📄 Paper Reader

Academic Paper Analysis — Agent-Agnostic Pipeline

English · 简体中文 · 繁體中文 · 日本語 · Español · Русский

✨ Overview

Paper Reader reads, analyzes, and archives academic papers with intelligent domain detection and structured Obsidian vault integration.

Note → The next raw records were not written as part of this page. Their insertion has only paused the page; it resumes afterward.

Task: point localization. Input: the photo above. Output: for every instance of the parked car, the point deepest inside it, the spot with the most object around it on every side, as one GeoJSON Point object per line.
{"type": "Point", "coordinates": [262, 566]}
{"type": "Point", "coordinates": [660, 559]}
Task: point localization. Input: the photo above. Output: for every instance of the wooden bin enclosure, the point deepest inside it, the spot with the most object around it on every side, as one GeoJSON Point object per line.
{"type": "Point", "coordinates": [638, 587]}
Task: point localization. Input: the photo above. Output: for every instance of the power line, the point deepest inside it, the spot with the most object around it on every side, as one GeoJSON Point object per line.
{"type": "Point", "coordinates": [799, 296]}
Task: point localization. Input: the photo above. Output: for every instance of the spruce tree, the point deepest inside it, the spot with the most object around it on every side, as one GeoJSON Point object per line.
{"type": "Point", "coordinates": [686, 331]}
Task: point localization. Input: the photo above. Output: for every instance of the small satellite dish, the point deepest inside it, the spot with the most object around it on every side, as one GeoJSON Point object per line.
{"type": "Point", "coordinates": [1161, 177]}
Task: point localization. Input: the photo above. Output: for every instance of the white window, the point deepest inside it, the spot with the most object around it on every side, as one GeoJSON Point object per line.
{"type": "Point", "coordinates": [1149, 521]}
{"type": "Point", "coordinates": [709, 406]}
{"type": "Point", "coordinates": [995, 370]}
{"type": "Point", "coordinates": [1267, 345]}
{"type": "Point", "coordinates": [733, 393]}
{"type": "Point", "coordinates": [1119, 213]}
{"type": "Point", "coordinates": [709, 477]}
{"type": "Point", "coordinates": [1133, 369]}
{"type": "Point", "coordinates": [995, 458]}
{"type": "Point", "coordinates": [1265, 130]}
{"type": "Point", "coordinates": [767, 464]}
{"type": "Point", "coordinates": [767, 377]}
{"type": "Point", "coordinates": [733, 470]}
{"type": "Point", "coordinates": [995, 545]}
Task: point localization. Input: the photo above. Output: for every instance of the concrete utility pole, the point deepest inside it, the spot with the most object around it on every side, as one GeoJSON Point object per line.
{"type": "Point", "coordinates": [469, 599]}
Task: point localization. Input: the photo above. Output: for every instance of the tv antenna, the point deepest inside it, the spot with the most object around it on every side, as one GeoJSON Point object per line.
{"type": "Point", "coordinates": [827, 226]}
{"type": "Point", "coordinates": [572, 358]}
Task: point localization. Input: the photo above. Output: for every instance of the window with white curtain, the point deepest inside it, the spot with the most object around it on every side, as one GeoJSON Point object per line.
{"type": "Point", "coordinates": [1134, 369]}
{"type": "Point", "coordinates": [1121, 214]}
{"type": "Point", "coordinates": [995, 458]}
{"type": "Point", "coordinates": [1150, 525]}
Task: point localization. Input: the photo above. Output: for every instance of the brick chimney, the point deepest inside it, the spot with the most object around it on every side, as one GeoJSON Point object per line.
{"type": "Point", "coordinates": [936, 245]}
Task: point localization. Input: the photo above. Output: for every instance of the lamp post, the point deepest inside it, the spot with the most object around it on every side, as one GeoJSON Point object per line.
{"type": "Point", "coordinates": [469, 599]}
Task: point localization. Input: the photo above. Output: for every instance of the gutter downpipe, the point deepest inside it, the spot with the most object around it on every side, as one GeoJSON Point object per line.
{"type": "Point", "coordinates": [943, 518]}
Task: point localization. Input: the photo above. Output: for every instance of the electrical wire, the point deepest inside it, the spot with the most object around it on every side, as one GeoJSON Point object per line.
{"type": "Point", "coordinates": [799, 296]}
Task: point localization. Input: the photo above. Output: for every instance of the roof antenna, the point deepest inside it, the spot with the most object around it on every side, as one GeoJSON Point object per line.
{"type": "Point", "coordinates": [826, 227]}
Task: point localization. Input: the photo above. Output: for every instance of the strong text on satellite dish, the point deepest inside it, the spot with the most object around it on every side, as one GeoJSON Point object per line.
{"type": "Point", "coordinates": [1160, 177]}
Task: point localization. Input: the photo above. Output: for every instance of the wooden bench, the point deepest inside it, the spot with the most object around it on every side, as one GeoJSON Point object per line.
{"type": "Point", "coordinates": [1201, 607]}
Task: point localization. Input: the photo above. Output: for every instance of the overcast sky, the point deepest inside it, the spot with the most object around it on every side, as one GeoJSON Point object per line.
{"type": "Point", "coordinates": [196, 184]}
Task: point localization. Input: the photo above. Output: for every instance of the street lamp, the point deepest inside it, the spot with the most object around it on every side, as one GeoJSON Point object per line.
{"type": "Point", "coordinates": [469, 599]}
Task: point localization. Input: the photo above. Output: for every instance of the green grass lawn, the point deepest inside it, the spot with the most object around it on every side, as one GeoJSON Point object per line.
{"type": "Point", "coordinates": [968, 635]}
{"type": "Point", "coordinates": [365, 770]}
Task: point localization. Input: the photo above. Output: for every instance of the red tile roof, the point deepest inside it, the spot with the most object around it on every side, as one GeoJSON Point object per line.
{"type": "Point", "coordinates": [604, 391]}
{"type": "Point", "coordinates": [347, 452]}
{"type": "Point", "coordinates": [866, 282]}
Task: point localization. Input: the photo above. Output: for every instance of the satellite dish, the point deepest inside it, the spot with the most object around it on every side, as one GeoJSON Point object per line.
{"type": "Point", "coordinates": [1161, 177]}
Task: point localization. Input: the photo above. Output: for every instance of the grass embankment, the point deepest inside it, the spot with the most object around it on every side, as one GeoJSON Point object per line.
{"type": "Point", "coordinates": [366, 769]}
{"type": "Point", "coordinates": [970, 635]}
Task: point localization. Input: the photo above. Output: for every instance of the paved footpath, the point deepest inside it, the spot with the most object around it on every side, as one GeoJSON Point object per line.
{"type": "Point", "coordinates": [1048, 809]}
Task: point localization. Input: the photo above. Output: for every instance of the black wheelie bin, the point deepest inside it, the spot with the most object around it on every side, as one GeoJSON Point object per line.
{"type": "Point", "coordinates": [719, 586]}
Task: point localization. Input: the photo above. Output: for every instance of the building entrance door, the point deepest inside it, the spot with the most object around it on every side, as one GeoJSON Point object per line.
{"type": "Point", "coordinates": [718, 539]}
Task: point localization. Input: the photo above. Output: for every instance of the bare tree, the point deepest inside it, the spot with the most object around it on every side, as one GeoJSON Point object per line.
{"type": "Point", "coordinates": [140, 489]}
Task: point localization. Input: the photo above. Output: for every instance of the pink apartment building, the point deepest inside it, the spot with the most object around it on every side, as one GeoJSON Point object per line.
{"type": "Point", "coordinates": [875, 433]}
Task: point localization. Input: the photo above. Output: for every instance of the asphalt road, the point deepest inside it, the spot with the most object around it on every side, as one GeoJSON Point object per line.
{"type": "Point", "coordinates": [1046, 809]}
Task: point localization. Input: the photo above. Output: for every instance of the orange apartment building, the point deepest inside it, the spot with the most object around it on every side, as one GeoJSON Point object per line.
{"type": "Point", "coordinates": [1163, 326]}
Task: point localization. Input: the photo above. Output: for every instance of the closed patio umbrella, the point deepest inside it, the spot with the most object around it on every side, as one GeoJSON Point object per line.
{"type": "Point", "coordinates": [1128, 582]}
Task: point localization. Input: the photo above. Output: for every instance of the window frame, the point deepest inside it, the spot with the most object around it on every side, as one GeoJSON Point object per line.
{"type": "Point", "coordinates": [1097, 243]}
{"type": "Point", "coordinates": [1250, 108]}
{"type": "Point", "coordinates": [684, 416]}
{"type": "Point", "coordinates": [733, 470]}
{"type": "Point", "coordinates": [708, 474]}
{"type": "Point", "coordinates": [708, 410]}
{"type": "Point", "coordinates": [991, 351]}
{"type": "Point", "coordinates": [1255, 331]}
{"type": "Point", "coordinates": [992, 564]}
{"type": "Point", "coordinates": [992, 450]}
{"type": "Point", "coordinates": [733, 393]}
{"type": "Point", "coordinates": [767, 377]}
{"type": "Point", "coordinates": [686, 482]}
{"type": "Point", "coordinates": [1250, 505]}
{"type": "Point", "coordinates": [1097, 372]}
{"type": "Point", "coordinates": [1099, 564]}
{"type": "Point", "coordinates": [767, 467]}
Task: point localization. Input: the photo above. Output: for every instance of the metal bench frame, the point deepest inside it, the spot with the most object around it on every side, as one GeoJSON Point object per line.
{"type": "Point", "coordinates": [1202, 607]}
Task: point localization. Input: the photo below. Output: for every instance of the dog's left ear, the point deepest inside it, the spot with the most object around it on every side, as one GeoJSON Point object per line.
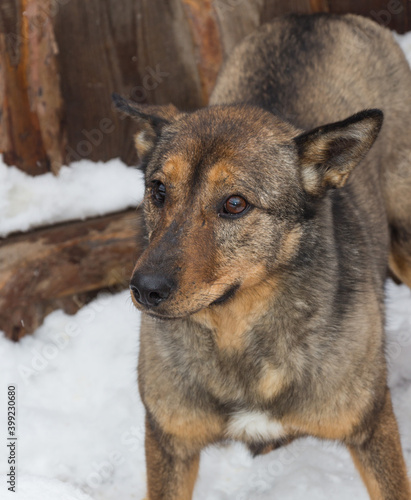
{"type": "Point", "coordinates": [151, 118]}
{"type": "Point", "coordinates": [328, 154]}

Give it a URL, a PDF path, or a batch of 10+ papers — it handles content acquisition, domain classification, deep analysis, and archiving automatically.

Designed as a pipeline that works with any AI agent (Hermes, Claude Code, Codex, OpenCode, etc.). Adapter files included in adapters/.

🏗️ Architecture

5-stage pipeline with 3-tier content acquisition. Each stage is modular and independently configurable.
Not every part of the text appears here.